Lo aveva anticipato rispondendo al saluto del vescovo Egger: nella cattedrale e con la bella musica vediamo qualcosa dello splendore del volto di Cristo. Fede e bellezza, cuore e ragione. Temi cari al defunto papa Benedetto, di cui ebbe modo di parlare il 6 agosto del 2008 quando, durante le sue vacanze altoatesine, incontrò il clero diocesano nel duomo di Bressanone. Questa bellezza, disse, aiuta “a portare in noi anche in giorni oscuri, la sua luce per portare la luce ad altri, per illuminare il mondo e la vita in questo mondo”.

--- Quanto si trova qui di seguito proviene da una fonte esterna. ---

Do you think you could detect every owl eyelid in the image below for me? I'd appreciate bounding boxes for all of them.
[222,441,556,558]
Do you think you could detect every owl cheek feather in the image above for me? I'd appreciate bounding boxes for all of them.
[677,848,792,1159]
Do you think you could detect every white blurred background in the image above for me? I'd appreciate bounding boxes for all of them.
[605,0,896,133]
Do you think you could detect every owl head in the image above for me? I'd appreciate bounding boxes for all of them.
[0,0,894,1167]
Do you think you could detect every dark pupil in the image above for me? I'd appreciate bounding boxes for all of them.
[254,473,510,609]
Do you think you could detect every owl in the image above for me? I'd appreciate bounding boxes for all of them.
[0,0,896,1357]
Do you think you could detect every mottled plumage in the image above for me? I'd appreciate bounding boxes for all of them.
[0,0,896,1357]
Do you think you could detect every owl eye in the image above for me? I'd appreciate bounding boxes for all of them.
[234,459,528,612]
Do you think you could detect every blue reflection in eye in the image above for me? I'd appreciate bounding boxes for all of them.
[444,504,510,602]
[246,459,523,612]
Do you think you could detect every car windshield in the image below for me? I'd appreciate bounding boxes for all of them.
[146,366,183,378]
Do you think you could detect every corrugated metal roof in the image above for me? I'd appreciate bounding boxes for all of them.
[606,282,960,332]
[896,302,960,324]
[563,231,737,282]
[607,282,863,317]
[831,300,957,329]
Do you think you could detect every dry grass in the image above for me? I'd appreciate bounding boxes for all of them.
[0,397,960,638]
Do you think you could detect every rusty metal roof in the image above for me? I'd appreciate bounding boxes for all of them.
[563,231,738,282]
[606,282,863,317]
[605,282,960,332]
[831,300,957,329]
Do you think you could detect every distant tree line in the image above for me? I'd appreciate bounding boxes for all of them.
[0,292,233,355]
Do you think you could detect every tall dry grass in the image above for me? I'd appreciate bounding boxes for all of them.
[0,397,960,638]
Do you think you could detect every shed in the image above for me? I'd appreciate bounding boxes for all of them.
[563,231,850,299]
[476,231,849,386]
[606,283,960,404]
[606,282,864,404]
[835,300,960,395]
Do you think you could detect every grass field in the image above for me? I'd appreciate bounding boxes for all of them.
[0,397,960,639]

Ma papa Benedetto XVI si rese disponibile anche a dialogare su questioni più controverse. L’allora parroco e decano di Castelrotto, don Franz Pixner, toccò il tema del ruolo dei sacerdoti e della loro crescente fatica nelle attività pastorali. Crescente in quanto il loro numero era ed è in diminuzione. “Ci preoccupiamo – disse don Franz – dell’aumento di carico nella cura pastorale a causa, per esempio, delle unità pastorali, che si stanno creando: la pesante pressione del lavoro, la mancanza di riconoscimento, le difficoltà riguardo al Magistero, la solitudine, la diminuzione del numero dei sacerdoti ma anche delle comunità di fedeli”. E aggiunse: “In questo contesto nascono domande, per esempio in merito al celibato dei sacerdoti, all’ordinazione di viri probati al sacerdozio, al coinvolgimento dei carismi, in particolare anche dei carismi delle donne, nella pastorale, all’incarico a collaboratrici e collaboratori formati in teologia di conferire il battesimo e tenere omelie”.
Benedetto intervenne su più punti. Sottolineò la necessità che il sacerdote sia “a disposizione di tutti”. Da un lato egli è “tolto dal comune”, ma per essere “consegnato all’insieme”. Si mette “a disposizione del Signore veramente nella completezza del proprio essere” per “trovarsi quindi totalmente a disposizione degli uomini”. Il celibato va visto come “un’espressione fondamentale di questa totalità”. Il “sacerdozio è insostituibile”, continuava Benedetto, e proprio per questo è “importante avere il coraggio di limitarsi e la chiarezza nel decidere le priorità”. “Una priorità fondamentale dell’esistenza sacerdotale è lo stare con il Signore e quindi l’avere tempo per la preghiera”. Ma soprattutto: “Devo imparare a vedere cosa sia veramente essenziale, dove sia assolutamente richiesta la mia presenza di sacerdote e non posso delegare nessuno”. Detto questo, però, per tutto il resto il sacerdote deve “saper delegare, chiamare le persone alla collaborazione”.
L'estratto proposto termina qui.